Aging-in-place specialists can help homeowners make adjustments
As nearly 77 million baby boomers settle into retirement, many are concerned with more than just their bank accounts.
Almost 70 percent of homeowners nationwide have made adjustments to their homes so they can live there longer, according to an AARP study called “Fixing to Stay.”
It’s one of the reasons why Jennifer Kelly, co-owner of J&J Kelly Construction of Pasco, went through the certified aging-in-place specialist, or CAPS, program five years ago. The National Association of Home Builders offers the certification.
“A lot of clients who come to me are older,” she said. “We have the baby boomer generation, and they’re going into retirement. Tens of millions of people need homes they can stay in safely.”

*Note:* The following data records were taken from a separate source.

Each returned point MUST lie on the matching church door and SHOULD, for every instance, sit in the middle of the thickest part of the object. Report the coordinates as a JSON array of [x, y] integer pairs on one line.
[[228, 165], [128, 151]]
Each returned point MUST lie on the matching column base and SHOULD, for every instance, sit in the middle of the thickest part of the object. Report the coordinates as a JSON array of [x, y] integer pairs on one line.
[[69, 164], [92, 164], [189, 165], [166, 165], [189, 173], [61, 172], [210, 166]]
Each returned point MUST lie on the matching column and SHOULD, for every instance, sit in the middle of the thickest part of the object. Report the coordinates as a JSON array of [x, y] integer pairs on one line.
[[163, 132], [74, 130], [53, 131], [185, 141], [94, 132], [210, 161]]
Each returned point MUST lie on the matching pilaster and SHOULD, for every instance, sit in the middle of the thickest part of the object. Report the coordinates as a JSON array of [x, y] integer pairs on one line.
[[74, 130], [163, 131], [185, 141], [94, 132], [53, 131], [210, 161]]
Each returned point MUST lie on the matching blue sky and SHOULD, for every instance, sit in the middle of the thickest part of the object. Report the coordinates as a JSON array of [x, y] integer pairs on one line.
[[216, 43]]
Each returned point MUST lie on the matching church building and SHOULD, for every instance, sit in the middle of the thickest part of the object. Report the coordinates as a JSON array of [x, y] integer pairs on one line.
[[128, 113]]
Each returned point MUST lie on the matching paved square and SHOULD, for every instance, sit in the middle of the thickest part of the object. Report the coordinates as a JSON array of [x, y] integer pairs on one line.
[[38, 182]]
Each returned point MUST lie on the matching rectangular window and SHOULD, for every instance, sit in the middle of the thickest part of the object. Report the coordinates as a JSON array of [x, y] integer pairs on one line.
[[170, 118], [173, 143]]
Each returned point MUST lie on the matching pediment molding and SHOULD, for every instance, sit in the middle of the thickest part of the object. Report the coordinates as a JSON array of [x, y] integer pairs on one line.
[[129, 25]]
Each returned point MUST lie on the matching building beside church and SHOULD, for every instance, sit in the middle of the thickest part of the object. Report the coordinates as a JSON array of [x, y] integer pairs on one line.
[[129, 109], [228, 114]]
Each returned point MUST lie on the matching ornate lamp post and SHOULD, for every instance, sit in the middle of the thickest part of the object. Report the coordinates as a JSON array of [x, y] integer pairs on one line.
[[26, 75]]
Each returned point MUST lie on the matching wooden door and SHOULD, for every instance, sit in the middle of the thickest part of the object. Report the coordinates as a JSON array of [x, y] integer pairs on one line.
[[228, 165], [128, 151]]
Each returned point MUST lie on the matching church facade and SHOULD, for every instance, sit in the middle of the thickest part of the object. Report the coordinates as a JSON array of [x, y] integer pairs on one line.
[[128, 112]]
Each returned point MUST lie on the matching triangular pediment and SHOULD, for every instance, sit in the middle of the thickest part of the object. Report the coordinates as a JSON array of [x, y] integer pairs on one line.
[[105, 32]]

Kelly co-owns the business with her husband, Jeff, who handles land purchases and development while she manages residential custom homes. Not including the land, the company’s homes range from $360,000 to $800,000, said Kelly. The average customer is more than 55 years old. However, she does build for people in their late 30s and 40s.
“It does cost more to build a custom home, but it’s a lot less than what some think,” she said. “The trade-off is when you find out how much it would cost you to be in a nursing home.”
And while her CAPS credentials have taught her to think outside the box so that people can live more independently, Kelly said she doesn’t actively promote it to clients.
“I almost never have someone come to me and say, ‘We want to build this home and want to stay in it until we’re boots out the door.’ People come to me and say they’re retirees and want to build something for needs down the road,” Kelly said. “So for me, I can say, ‘Maybe we can make the hallways a little wider for comfortable space to move around in the future.’ There’s not one person who says, ‘I don’t want to do that.’ It’s designing for universal expansibility.”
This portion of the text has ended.